In phase 1, the second line is mapped to str("\u0024") or perhaps
str("\U00000024").  In phase 4, this will be mapped to #"\u0024" and
(by 6.8.3.2 The # operator paragraph 2) to "\"\\u0024\"".  In phase 5,
this will be mapped to the execution character set, but there is no
explicit statement of the priority of mapping escape sequences and
universal character names.  So it is probably mapped to the sequence of
characters:

    '"','\\','u','0','0','2','4','"','\0'

but (if universal character names take priority) to

    '"','\$','"','\0'

which leads to undefined behaviour.  In either case, this is a quiet change
from C89.  There are quite a lot of similar ambiguities commented on
elsewhere, that need some sort of resolution.

The more that I think about it, the less that I think the problems with
these can be solved by tweaking, so here is a radical solution that I
believe maintains all the functionality and resolves the problem.  It is
based on the principle that universal character names have a similar
purpose to trigraphs and therefore should be treated similarly.  I think
that the following changes are all that are NECESSARY, but some more
cleaning up may be desirable.


5.1.1.2 Translation phases

Phase 1 should be rewritten as:

1.  Physical source file multibyte characters are mapped to the source
    character set (introducing new-line characters for end-of-line
    indicators) if necessary.  Secondly, trigraph sequences are replaced
    by corresponding single-character internal representations.  Thirdly,
    universal-character-names are replaced by the corresponding
    single-character internal representations.
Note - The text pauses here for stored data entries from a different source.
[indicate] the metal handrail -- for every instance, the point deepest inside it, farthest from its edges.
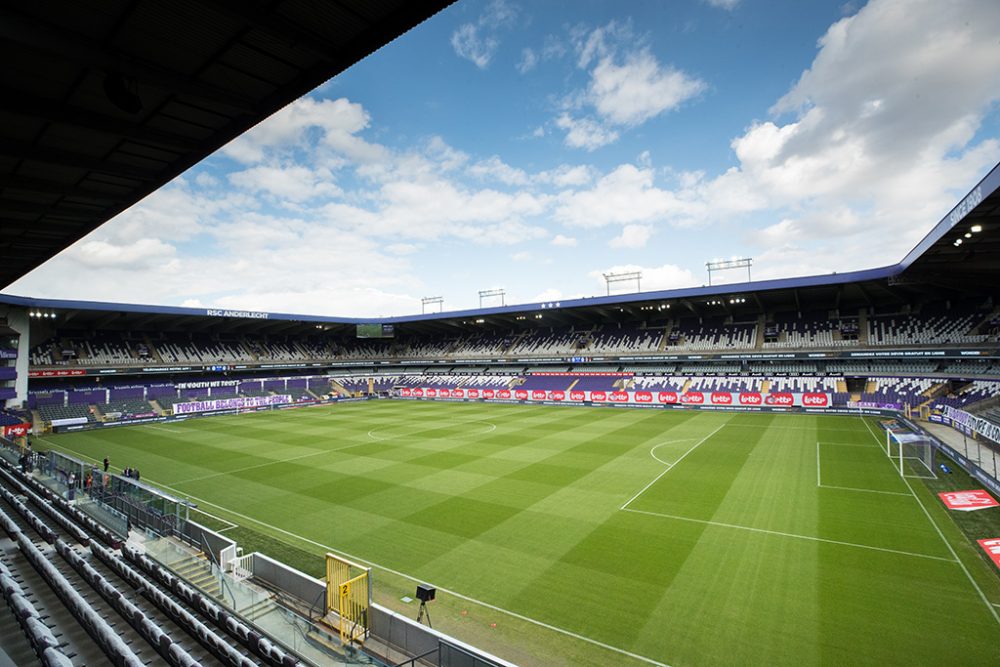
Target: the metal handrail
(413, 661)
(222, 575)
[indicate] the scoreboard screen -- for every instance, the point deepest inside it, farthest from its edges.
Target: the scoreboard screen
(375, 331)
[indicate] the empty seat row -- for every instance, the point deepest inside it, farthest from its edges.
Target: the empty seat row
(43, 641)
(117, 651)
(258, 644)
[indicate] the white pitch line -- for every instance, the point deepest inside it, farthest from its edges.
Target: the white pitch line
(492, 427)
(667, 442)
(670, 467)
(811, 538)
(513, 614)
(989, 605)
(264, 465)
(819, 481)
(162, 428)
(854, 488)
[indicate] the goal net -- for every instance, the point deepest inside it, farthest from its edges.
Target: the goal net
(911, 454)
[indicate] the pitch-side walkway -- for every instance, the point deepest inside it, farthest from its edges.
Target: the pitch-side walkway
(977, 452)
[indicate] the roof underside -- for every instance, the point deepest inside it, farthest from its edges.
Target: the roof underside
(106, 101)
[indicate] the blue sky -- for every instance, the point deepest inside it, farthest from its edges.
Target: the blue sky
(535, 146)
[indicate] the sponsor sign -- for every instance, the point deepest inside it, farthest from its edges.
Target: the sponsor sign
(718, 399)
(992, 549)
(780, 399)
(16, 430)
(968, 501)
(229, 404)
(721, 398)
(60, 372)
(815, 400)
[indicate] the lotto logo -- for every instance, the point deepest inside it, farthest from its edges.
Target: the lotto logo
(968, 501)
(992, 549)
(815, 400)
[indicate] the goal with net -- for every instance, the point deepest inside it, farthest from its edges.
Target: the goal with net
(912, 454)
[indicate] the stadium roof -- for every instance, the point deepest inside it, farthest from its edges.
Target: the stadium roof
(105, 102)
(936, 269)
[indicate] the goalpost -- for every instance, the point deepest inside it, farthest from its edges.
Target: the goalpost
(911, 454)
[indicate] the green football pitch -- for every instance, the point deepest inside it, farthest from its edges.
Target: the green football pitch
(561, 535)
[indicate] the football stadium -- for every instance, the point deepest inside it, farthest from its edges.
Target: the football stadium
(778, 471)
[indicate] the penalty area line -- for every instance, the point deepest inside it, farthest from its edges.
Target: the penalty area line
(811, 538)
(670, 467)
(989, 605)
(513, 614)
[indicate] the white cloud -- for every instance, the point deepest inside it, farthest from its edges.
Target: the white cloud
(632, 236)
(639, 88)
(141, 254)
(478, 42)
(728, 5)
(295, 182)
(528, 61)
(585, 133)
(336, 121)
(550, 294)
(627, 195)
(628, 86)
(667, 276)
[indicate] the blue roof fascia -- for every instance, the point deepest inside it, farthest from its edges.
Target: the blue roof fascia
(985, 187)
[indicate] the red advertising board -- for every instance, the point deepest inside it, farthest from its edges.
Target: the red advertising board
(721, 399)
(62, 372)
(992, 549)
(968, 501)
(16, 430)
(667, 397)
(815, 400)
(780, 398)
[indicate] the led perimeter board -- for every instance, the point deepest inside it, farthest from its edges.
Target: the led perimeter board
(375, 331)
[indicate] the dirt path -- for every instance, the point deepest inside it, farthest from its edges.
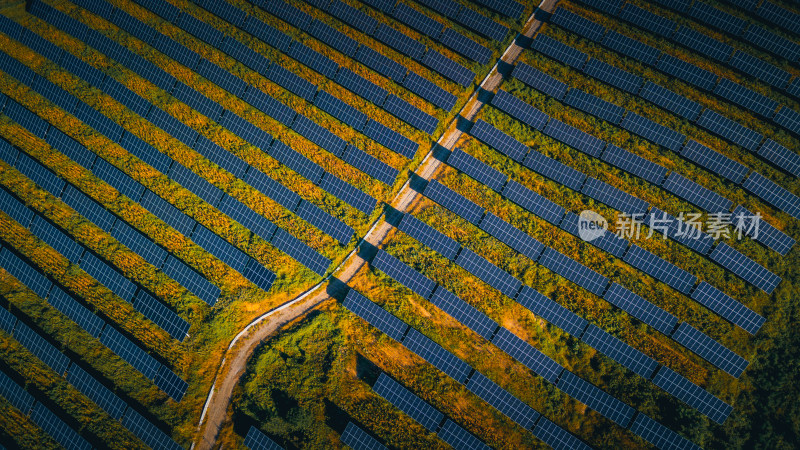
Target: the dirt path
(215, 410)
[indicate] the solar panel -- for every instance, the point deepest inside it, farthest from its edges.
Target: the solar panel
(463, 312)
(27, 275)
(671, 101)
(98, 393)
(647, 20)
(632, 48)
(333, 37)
(256, 440)
(641, 309)
(375, 315)
(745, 268)
(693, 395)
(620, 352)
(573, 271)
(57, 428)
(357, 439)
(498, 140)
(716, 18)
(42, 349)
(595, 398)
(714, 161)
(679, 231)
(436, 355)
(454, 201)
(330, 225)
(692, 192)
(539, 80)
(559, 51)
(533, 202)
(578, 24)
(14, 393)
(512, 236)
(191, 280)
(614, 197)
(760, 69)
(730, 309)
(504, 402)
(465, 46)
(147, 432)
(55, 238)
(659, 435)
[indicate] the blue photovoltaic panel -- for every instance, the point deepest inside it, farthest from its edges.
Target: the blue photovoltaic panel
(519, 109)
(358, 439)
(595, 398)
(595, 106)
(551, 311)
(730, 309)
(614, 197)
(498, 140)
(760, 70)
(631, 47)
(660, 269)
(409, 403)
(147, 432)
(573, 271)
(256, 440)
(710, 350)
(463, 312)
(758, 229)
(506, 403)
(56, 239)
(539, 80)
(578, 24)
(429, 236)
(300, 251)
(57, 428)
(347, 193)
(714, 161)
(744, 267)
(488, 272)
(746, 98)
(692, 192)
(641, 309)
(634, 164)
(191, 280)
(436, 355)
(653, 131)
(620, 352)
(534, 202)
(693, 395)
(527, 354)
(375, 315)
(99, 394)
(477, 169)
(512, 236)
(42, 349)
(770, 192)
(648, 21)
(403, 274)
(659, 435)
(454, 201)
(559, 51)
(26, 274)
(716, 18)
(574, 137)
(68, 306)
(671, 101)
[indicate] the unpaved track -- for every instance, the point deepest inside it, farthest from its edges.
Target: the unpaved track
(244, 344)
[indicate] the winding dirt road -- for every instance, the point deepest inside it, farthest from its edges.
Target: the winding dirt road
(215, 410)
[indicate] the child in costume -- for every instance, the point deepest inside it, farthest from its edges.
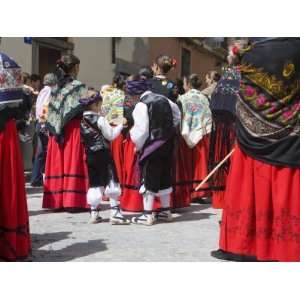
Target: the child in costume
(96, 134)
(155, 121)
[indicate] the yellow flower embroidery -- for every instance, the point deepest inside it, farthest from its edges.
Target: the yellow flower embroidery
(288, 70)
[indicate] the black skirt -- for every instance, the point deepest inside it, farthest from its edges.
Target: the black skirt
(101, 168)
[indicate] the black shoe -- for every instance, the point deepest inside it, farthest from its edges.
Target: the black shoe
(224, 255)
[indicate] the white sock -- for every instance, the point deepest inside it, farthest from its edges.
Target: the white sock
(148, 201)
(165, 201)
(113, 202)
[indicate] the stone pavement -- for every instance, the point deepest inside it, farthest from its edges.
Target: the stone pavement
(62, 236)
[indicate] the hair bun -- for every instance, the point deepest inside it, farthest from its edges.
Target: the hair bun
(174, 62)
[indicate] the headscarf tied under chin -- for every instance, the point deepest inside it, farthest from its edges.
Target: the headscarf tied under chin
(137, 87)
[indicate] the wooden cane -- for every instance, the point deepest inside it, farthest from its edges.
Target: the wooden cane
(214, 170)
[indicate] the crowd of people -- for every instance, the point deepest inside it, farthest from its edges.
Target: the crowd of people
(146, 143)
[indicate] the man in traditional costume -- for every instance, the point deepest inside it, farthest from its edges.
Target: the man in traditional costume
(155, 121)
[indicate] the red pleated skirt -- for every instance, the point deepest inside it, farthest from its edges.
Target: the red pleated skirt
(66, 175)
(131, 199)
(14, 221)
(199, 155)
(117, 149)
(184, 175)
(262, 213)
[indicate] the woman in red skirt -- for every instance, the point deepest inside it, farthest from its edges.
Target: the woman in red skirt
(14, 221)
(112, 109)
(222, 105)
(66, 180)
(196, 127)
(261, 217)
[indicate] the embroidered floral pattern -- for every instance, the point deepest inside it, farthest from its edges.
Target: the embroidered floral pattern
(64, 102)
(113, 101)
(279, 112)
(196, 118)
(281, 227)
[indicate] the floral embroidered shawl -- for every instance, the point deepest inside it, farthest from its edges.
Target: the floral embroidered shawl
(64, 105)
(113, 102)
(196, 117)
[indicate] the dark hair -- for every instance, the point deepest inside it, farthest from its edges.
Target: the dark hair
(146, 73)
(214, 75)
(179, 85)
(64, 67)
(25, 77)
(165, 63)
(119, 81)
(194, 81)
(134, 77)
(35, 77)
(67, 63)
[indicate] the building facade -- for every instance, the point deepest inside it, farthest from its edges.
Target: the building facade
(102, 57)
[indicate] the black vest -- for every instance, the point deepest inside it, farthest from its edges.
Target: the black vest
(161, 125)
(91, 135)
(163, 87)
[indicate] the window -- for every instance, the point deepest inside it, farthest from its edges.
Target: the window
(185, 62)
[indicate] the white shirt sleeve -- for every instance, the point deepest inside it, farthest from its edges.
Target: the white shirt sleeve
(43, 96)
(176, 113)
(109, 132)
(140, 130)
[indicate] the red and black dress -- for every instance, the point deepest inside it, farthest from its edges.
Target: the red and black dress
(15, 241)
(262, 212)
(66, 176)
(222, 139)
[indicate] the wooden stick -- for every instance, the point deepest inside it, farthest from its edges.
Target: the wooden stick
(214, 170)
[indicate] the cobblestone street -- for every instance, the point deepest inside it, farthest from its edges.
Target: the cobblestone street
(61, 236)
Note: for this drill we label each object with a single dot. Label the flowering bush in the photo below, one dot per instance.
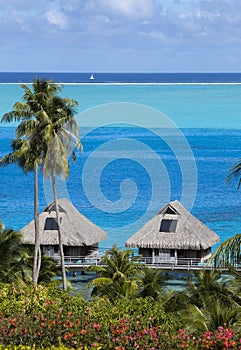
(54, 320)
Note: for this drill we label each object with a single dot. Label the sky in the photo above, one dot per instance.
(120, 35)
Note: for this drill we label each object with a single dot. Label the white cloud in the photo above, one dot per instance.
(130, 8)
(56, 17)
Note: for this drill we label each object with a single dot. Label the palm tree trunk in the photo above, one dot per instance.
(61, 250)
(37, 256)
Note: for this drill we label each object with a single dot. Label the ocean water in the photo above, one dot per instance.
(147, 139)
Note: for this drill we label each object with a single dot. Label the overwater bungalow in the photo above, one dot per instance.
(80, 236)
(175, 236)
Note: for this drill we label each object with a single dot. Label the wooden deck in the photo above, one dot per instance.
(80, 263)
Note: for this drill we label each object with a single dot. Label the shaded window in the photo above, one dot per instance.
(172, 253)
(170, 210)
(50, 224)
(168, 225)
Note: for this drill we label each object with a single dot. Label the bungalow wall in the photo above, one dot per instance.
(72, 251)
(182, 256)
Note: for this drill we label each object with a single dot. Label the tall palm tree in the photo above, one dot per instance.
(46, 134)
(61, 135)
(27, 148)
(118, 278)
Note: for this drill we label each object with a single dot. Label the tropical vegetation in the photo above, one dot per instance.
(45, 136)
(130, 306)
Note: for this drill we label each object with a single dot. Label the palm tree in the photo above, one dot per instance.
(61, 135)
(27, 147)
(45, 136)
(216, 313)
(119, 276)
(228, 253)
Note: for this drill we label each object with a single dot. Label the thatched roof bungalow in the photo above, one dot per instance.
(80, 236)
(174, 234)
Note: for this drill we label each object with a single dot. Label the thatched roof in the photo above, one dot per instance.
(77, 230)
(173, 228)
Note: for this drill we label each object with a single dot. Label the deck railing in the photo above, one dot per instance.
(186, 263)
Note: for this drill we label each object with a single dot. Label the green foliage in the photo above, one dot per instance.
(14, 257)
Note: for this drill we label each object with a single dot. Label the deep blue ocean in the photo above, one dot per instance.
(148, 138)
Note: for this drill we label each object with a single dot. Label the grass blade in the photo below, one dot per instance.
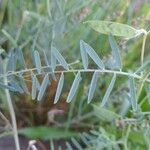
(74, 87)
(59, 88)
(108, 91)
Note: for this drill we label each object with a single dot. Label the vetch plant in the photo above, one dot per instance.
(15, 80)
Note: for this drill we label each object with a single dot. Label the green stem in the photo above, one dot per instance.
(76, 70)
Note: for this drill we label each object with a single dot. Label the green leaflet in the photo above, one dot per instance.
(133, 94)
(59, 88)
(11, 64)
(92, 86)
(43, 87)
(60, 58)
(108, 91)
(84, 55)
(74, 87)
(37, 61)
(76, 144)
(117, 29)
(23, 84)
(1, 51)
(53, 59)
(43, 132)
(104, 114)
(90, 51)
(16, 86)
(8, 87)
(21, 58)
(115, 52)
(34, 86)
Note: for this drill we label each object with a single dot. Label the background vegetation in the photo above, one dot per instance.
(39, 25)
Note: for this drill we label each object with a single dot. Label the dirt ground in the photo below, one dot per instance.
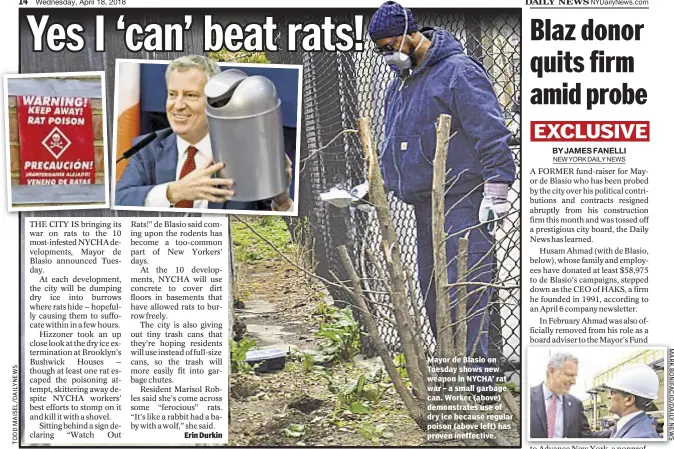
(280, 311)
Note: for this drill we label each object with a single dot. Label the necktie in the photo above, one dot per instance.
(188, 167)
(552, 415)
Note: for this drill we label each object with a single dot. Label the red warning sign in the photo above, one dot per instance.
(56, 135)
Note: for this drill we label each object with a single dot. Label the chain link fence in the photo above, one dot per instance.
(339, 88)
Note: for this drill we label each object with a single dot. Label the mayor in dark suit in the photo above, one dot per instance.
(553, 412)
(632, 393)
(175, 170)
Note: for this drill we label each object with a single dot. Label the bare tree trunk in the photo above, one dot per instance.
(444, 317)
(462, 297)
(412, 405)
(393, 260)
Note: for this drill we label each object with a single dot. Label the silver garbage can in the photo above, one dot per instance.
(246, 132)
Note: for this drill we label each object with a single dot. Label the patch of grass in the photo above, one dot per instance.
(248, 247)
(339, 333)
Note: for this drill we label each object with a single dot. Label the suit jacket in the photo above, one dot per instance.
(638, 427)
(153, 165)
(575, 421)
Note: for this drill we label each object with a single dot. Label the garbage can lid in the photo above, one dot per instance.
(258, 355)
(233, 94)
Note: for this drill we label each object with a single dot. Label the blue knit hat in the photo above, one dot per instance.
(389, 20)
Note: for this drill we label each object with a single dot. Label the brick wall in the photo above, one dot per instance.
(99, 154)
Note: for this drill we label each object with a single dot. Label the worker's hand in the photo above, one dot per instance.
(200, 185)
(282, 202)
(494, 205)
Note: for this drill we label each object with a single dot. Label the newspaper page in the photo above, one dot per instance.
(381, 224)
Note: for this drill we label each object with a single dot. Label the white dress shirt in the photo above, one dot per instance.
(624, 420)
(156, 197)
(558, 431)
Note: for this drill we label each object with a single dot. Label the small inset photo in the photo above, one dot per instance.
(197, 135)
(55, 125)
(597, 392)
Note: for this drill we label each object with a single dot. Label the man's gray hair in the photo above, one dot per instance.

Phase 5 should be rewritten as:

5.  Each source character set member and escape sequence in character
    constants and string literals is converted to a member of the execution
    character set.


Footnote 6 should be rewritten as:

6. The process of handling extended characters is specified in terms of
    mapping to an single-character encoding that includes the union of the
    whole source character set and the characters specified by ISO/IEC
    10646-1, and, in the case of character literals and strings, further
    mapping to the execution character set.  In practical terms, however,
    any internal encoding may be used, so long as an actual character
    encountered in the input, and the same character expressed in the
    input as a universal-character-name (i.e., using the \U or \u
    notation), are handled equivalently.


Constraint 2 could be deleted, as it is now unnecessary.


5.2.1  Character sets

A new paragraph 6 should be added:

6.  Source characters shall be encoded as if the source character set
    included the whole of ISO/IEC 10646 as single characters, using an
    unspecified mapping to integral values (except as specified above).